README: add install instructions, honest limitations, when-to-use guide

lightsofapollo · claude · lightsofapollo · commit f299a9ddaaca · 2026-03-10T16:26:53.000-06:00
- Add Install section (binary curl + pip install)
- Fix misleading "30-50x network storage" claim — note it's situational
  and only helps on cold reads from NFS/JuiceFS, not warm FUSE
- Add "When to Use It" section with honest guidance on where zerostart
  wins (large GPU packages, repeated cold starts) and where it doesn't
  (small packages, one-off scripts, local NVMe)

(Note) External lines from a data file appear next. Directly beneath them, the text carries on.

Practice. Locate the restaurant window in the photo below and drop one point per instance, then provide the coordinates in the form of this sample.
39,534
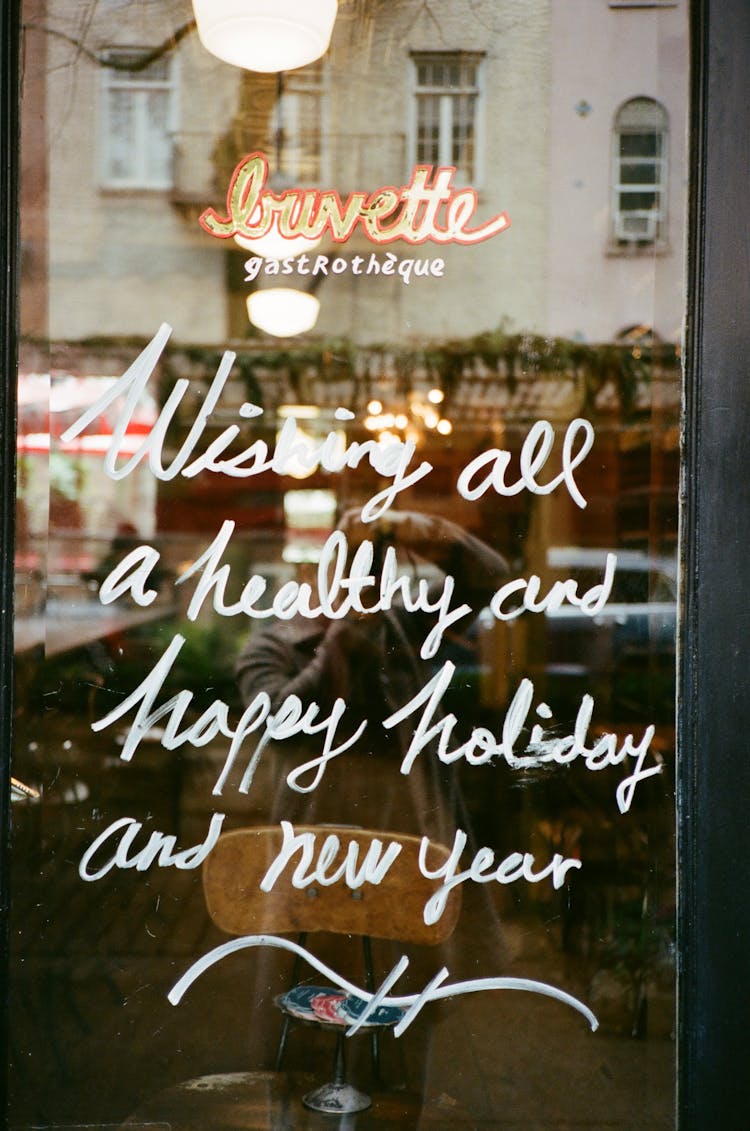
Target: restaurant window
137,121
639,167
376,588
447,103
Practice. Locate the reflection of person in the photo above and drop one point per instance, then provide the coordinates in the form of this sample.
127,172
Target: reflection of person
373,663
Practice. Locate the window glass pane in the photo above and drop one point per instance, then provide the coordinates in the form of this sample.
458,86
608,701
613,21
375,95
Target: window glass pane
346,568
640,145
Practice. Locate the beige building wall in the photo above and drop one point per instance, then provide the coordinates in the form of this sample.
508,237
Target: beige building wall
123,260
603,55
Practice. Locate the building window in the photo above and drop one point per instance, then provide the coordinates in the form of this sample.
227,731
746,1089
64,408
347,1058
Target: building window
138,121
639,173
447,105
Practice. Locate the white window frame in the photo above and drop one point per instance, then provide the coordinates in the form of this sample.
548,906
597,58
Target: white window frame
139,85
635,226
448,96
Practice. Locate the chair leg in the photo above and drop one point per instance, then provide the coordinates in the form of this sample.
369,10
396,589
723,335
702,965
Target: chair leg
337,1097
287,1020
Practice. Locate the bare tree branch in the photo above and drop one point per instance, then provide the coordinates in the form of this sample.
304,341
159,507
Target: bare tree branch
111,61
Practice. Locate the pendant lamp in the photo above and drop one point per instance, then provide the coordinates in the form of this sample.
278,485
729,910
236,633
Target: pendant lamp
266,35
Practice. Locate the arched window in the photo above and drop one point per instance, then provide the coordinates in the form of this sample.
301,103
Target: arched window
639,173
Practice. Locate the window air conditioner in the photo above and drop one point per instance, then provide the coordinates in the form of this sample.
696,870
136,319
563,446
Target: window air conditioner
636,226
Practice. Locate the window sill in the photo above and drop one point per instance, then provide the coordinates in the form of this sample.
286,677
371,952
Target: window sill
635,250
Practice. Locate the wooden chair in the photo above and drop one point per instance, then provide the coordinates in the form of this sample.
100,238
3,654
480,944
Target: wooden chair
391,908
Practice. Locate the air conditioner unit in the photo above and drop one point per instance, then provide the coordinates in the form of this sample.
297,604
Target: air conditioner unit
636,226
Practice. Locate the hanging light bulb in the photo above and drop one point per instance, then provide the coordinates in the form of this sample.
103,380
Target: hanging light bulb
283,311
275,245
266,35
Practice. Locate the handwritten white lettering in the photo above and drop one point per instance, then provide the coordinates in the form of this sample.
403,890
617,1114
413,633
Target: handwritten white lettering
160,849
389,457
591,603
483,747
289,721
338,594
372,870
534,455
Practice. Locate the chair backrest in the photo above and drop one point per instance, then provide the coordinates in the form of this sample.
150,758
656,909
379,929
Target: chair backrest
389,909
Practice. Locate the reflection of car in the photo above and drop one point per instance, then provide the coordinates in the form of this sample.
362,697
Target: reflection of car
625,654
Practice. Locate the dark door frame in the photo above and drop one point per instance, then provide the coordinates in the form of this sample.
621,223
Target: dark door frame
714,678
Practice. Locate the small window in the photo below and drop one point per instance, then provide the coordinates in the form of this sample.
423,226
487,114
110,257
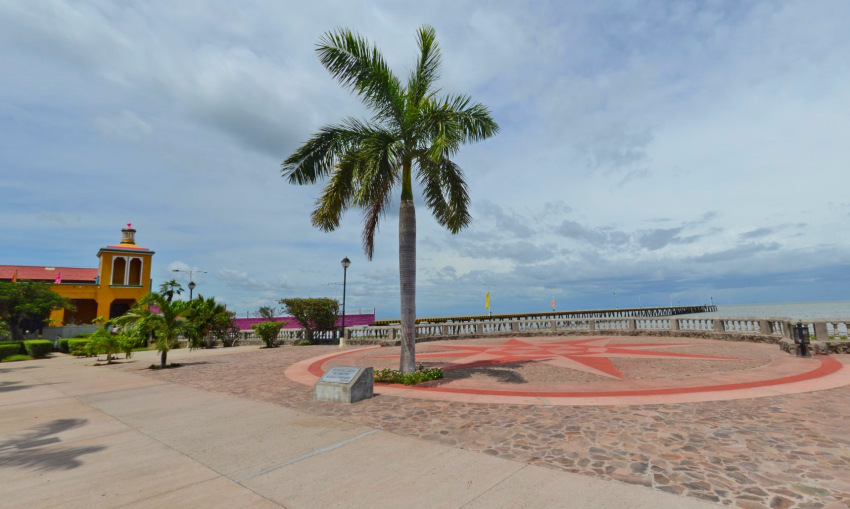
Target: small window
119,269
135,272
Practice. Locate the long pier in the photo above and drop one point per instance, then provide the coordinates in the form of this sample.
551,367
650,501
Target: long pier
597,313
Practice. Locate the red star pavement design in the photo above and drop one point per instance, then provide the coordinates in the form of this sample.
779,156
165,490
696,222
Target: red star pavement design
588,355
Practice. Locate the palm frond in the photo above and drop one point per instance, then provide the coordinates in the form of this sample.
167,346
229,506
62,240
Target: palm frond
451,122
337,195
445,192
317,157
359,66
376,179
427,69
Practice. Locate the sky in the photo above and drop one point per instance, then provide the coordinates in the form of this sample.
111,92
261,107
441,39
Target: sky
650,152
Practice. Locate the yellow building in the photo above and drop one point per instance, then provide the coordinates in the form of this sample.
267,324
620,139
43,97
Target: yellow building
122,277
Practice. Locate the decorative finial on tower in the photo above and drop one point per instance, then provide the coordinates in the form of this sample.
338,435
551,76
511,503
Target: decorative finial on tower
128,235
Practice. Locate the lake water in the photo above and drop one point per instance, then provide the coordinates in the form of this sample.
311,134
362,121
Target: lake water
793,310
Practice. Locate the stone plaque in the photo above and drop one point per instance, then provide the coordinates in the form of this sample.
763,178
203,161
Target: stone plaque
340,375
344,384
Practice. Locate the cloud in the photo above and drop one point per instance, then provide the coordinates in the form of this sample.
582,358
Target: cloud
599,237
126,126
645,148
736,252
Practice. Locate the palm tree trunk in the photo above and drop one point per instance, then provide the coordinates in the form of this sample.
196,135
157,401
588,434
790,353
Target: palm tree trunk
407,278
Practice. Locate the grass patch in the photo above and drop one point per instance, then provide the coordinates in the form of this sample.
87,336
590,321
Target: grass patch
15,358
394,376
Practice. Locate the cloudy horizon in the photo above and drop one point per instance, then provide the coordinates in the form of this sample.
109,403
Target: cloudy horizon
666,150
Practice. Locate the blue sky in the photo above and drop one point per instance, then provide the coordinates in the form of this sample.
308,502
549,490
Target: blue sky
655,149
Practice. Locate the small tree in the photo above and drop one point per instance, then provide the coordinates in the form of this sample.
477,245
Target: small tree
28,301
169,288
203,316
313,314
226,331
103,342
166,325
268,332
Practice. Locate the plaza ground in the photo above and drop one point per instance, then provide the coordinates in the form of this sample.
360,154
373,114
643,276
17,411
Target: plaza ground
230,429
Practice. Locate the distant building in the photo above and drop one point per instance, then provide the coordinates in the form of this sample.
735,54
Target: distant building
120,279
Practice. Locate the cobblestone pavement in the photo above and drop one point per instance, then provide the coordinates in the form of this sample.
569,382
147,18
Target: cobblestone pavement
790,451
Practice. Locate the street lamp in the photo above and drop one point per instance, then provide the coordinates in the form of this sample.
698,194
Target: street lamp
345,263
487,301
191,279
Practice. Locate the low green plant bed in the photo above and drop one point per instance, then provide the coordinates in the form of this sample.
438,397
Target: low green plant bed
77,347
8,349
16,357
168,366
393,376
38,348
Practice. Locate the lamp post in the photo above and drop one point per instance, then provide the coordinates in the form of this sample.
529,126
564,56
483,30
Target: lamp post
191,284
345,263
487,302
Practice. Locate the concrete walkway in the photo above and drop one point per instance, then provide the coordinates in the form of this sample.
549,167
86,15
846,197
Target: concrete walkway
75,435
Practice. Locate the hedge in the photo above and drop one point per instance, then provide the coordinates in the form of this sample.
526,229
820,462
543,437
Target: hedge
18,344
78,346
38,348
8,349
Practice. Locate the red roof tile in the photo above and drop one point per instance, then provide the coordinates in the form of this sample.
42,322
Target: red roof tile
69,274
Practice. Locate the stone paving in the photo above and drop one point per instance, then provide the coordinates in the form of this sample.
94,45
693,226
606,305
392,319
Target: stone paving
790,451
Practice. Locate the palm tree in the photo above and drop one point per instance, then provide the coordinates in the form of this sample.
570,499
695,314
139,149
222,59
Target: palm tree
203,316
169,288
413,133
166,325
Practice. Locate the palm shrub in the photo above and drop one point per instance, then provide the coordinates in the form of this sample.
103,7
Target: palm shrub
166,325
413,133
204,317
268,332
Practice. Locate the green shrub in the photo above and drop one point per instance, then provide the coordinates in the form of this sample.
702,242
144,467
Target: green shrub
19,344
16,357
8,349
78,347
38,348
392,376
268,332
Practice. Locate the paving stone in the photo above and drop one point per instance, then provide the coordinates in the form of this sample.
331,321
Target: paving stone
776,451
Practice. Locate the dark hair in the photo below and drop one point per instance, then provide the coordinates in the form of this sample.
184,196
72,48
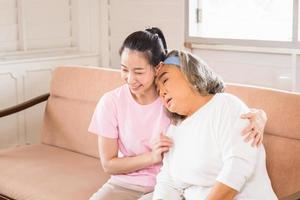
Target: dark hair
151,42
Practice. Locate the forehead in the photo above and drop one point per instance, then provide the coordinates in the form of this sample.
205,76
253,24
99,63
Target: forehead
167,70
133,59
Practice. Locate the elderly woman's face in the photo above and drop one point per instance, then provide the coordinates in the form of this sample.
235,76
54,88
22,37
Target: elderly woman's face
173,88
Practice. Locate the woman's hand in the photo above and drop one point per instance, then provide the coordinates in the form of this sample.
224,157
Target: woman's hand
255,130
160,145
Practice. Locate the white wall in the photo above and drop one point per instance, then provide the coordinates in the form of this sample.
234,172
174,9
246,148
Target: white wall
102,27
274,70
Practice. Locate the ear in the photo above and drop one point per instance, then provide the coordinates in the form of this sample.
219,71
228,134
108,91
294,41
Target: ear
158,67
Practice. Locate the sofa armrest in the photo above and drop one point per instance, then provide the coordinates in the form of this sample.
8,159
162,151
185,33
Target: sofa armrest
295,196
24,105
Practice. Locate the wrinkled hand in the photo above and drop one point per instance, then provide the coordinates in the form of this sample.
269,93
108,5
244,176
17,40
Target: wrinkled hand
255,130
160,145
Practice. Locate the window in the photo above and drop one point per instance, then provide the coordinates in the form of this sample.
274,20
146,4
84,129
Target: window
259,22
27,25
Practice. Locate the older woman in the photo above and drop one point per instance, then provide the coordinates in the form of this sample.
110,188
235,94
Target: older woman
209,159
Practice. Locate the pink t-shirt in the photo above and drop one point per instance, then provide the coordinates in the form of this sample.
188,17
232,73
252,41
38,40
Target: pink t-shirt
119,116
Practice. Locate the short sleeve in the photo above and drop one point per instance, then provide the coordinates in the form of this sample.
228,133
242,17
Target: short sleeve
104,120
239,158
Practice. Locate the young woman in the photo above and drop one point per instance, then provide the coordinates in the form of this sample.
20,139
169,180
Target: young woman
209,159
130,120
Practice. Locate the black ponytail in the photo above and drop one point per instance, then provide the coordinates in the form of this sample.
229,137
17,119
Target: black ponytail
151,42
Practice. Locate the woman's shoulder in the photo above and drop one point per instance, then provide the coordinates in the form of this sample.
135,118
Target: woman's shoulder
232,102
116,93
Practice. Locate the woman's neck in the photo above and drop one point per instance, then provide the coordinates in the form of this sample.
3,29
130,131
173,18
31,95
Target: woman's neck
195,102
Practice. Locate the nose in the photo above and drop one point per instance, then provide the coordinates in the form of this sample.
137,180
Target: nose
162,92
130,78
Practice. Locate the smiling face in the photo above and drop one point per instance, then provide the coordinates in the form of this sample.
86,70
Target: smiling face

Co-Authored-By: Claude Opus 4.6 &lt;noreply@anthropic.com&gt;
diff --git a/README.md b/README.md
@@ -78,6 +78,19 @@ No resolution, no environment setup, no uv involved.
 
 CUDA libraries (nvidia-cublas, nvidia-cudnn, nvidia-nccl, etc.) are ~6GB and identical across torch, vllm, and diffusers environments. zerostart caches extracted wheels at `$ZEROSTART_CACHE/shared_wheels/` and hardlinks them into new environments — so the second torch-based environment skips downloading those 6GB entirely.
 
+## Install
+
+```bash
+# Rust binary (fast wheel installation + streaming)
+curl -fsSL https://github.com/gpu-cli/zerostart/releases/latest/download/zerostart-linux-x86_64 \
+  -o /usr/local/bin/zerostart && chmod +x /usr/local/bin/zerostart
+
+# Python SDK (model acceleration, integrations)
+pip install zerostart
+```
+
+Requires Linux + Python 3.10+ + `uv` (pre-installed on most GPU containers).
+
 ## Quick Start
 
 ```bash
@@ -141,9 +154,11 @@ Three transparent hooks eliminate the bottlenecks in standard model loading:
 |------|--------|---------------|---------|
 | Meta device init | `from_pretrained` | Skips random weight initialization (75% of load time) | ~4x |
 | Auto-cache | `from_pretrained` | Snapshots model on first load, mmap hydrate on repeat | ~9x |
-| Network volume fix | `safetensors.load_file` | Eager read instead of mmap on FUSE/NFS volumes | 30-50x on network storage |
+| Network volume fix | `safetensors.load_file` | Eager read instead of mmap on NFS/JuiceFS (cold reads) | situational* |
 | .bin conversion | `torch.load` | Converts legacy checkpoints to safetensors, mmaps on repeat | ~2x |
 
+*Network volume fix only helps on cold reads from network-backed filesystems where mmap page faults trigger network round-trips. On FUSE with warm page cache (most container providers), mmap is already fast.
+
 ### Benchmarks (model loading)
 
 Measured on RTX A6000 with Qwen2.5-7B (15.2GB):
@@ -237,6 +252,19 @@ Performance knobs via environment variables:
 ZS_PARALLEL_DOWNLOADS=32 ZS_CHUNK_MB=32 zerostart run -v -p torch test.py
 ```
 
+## When to Use It
+
+**Use zerostart when:**
+- Deploying large GPU packages (torch, vllm, diffusers) on container providers
+- Cold starts matter — spot instances, CI/CD, autoscaling
+- Loading large models (7B+) repeatedly — `accelerate()` gives 8-9x speedup
+- You want warm starts under 4 seconds for 177-package stacks
+
+**Don't bother when:**
+- Small packages (ruff, black, httpie) — uvx is fast enough, zerostart adds ~0.5s overhead
+- One-off scripts that don't repeat — cold start optimization doesn't pay off
+- You're already on local NVMe with models in page cache — mmap is already fast
+
 ## Requirements
 
 - Linux (container GPU providers: RunPod, Vast.ai, Lambda, etc.)